Aidan: Awesome. Thank you, Adam. Let me share my screen here again. So, thank you very much for that, Adam. Before we do get into the Q&A, and I'll let Adam catch his breath a little bit after going into that Deep Dive, I do want to point everybody to a couple of educational resources that Losant has available. So, obviously, we have our documentation describing the functionality and how to use Losant at docs.losant.com, and when you're ready to take a bit of a deeper dive into learning how to use Losant, we offer Losant University, which is a great way to come up to speed on how to use the platform and get a better idea of all of the capability and application potential that the platform has. As Adam mentioned, we do have our historical Deep Dive series available as well. Specifically, we have a Deep Dive available on application experiences and really building up that final end-user-facing application portal for your customers to be able to access that data. So, you can find that at losant.com/deeperdive. And then, finally, I want to put in a plug for our blog. We have a numerous hands-on tutorials that show you, walk you through different applications and different hardware types using Losant. And then, finally, our forums are a great place to engage with the community and get answers to any sort of troubleshooting or Q&A sessions that you may want to utilize that for. So, if we are ready, we did get quite a few questions, and so I know Brandon and Adam are available to start working through these. So, I think our first main topic where we got quite a few questions was around the Bluetooth asset tags in general. So, the first question was, "Are these tags similar to the Milwaukee tool TICK or to The Tile tag?" and I believe, Brandon, you had an answer ready for that one.
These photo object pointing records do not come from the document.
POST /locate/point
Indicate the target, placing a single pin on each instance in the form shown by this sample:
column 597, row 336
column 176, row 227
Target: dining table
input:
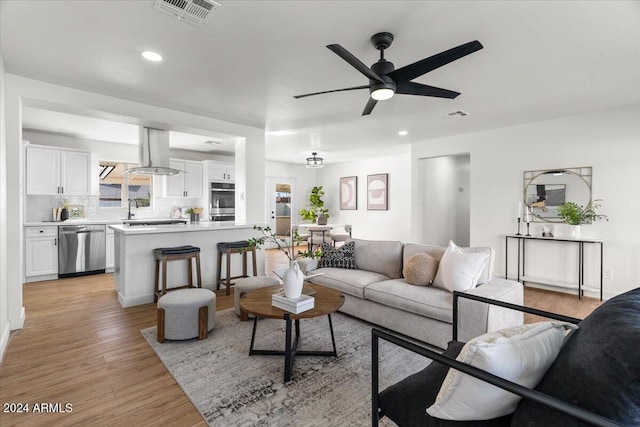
column 321, row 232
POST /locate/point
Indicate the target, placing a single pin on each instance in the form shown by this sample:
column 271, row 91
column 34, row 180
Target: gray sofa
column 376, row 292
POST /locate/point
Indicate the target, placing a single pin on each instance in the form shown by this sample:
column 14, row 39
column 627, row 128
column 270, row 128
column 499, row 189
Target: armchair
column 595, row 380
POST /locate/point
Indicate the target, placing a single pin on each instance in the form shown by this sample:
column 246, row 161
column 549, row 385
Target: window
column 116, row 187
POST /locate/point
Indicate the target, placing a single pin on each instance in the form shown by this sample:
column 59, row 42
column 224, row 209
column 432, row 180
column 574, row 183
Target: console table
column 522, row 239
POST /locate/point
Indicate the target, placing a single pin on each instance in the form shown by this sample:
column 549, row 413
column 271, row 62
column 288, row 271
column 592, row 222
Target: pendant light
column 314, row 161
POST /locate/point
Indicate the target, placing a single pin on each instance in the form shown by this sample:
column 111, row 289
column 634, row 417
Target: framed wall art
column 349, row 193
column 377, row 192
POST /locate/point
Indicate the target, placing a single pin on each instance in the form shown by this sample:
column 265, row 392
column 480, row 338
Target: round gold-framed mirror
column 545, row 190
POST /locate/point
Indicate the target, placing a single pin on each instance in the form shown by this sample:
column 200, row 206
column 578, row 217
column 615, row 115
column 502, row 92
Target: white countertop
column 71, row 222
column 179, row 228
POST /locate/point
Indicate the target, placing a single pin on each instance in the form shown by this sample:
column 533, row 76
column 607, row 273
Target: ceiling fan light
column 314, row 161
column 382, row 94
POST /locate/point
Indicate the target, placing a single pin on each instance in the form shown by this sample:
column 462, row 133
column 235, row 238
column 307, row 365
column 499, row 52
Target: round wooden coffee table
column 258, row 303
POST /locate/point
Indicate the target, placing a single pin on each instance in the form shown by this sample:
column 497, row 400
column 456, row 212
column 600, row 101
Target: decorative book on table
column 280, row 273
column 294, row 305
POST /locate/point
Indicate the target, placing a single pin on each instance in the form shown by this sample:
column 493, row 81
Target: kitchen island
column 135, row 264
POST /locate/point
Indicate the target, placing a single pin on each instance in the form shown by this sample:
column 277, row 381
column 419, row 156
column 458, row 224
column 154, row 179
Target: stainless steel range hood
column 154, row 153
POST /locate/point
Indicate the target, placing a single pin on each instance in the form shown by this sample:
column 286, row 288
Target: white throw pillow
column 459, row 270
column 521, row 354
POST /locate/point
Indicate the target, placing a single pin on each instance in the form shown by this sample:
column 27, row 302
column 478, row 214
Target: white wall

Brandon Cannaday: Yeah, yeah. Thanks, Aidan. So, the tags themselves, the actual hardware that make up the tag, it's fairly similar as in it's a BLE tag kind of broadcasting some information. The solution behind it is quite a bit different. So, TICK and Tile both have a pretty creative way to determine the actual GPS location of a tag, but it requires the mobile app. So, what Adam was talking about a lot, in this solution, there's no mobile app requirement because we're not really tracking the physical location and GPS coordinates. We just need to know: Were two tags close to each other? So, the TICK and The Tile both work very similarly. When a mobile phone with one of their apps gets near one of those devices, it kind of remembers that and sends it up to the cloud. So, basically, anybody anywhere that has this app, regardless of if they own that specific tag or not, will be contributing to the location information. So, the tags themselves are similar, but the overall solution on how it's determining location is quite a bit different.
Aidan: Great. Thanks, Brandon. And then, moving on in even deeper into the Bluetooth tags, "Are we able to support angle of arrival on our Bluetooth tags using Bluetooth 5.0 specifications?" And I think specifically getting into how our application maybe differs for some of that, reiterating how our application differs for some of that real-time location tracking. And I think, Adam, you might be best suited to answer this one.
Adam: Sure, yeah. So, let me clarify. We do not need, we're not reliant or dependent on angle of arrival to do what we've outlined here, but that does not mean the tags can't support it. So, our reference tags that we're using for our demo here were just a Ruby tag, which is an open-source hardware platform using the Nordic chipset. The custom firmware that we have developed will run on pretty much any Nordic-based tag as well. So, if there is a Nordic tag chip out there or tag out there that supports the Bluetooth 5 angle of arrival, which I know there are, then, yes, we could absolutely use that tag with this solution as well.
Brandon Cannaday: Yeah, and this is Brandon. Just to add a little bit, I think this plays very nicely into the after-COVID scenario. So, although these tags are not being used for angle of arrival now, they're just detecting contacts between two different tags. Once kind of the need for contact tracing is over, you might be sitting on a few thousand of these tags, and that's where especially Adam was talking about, you can repurpose those to maybe then switch to indoor asset tracking implementation that then can utilize some of that angle of arrival technology for a different use case.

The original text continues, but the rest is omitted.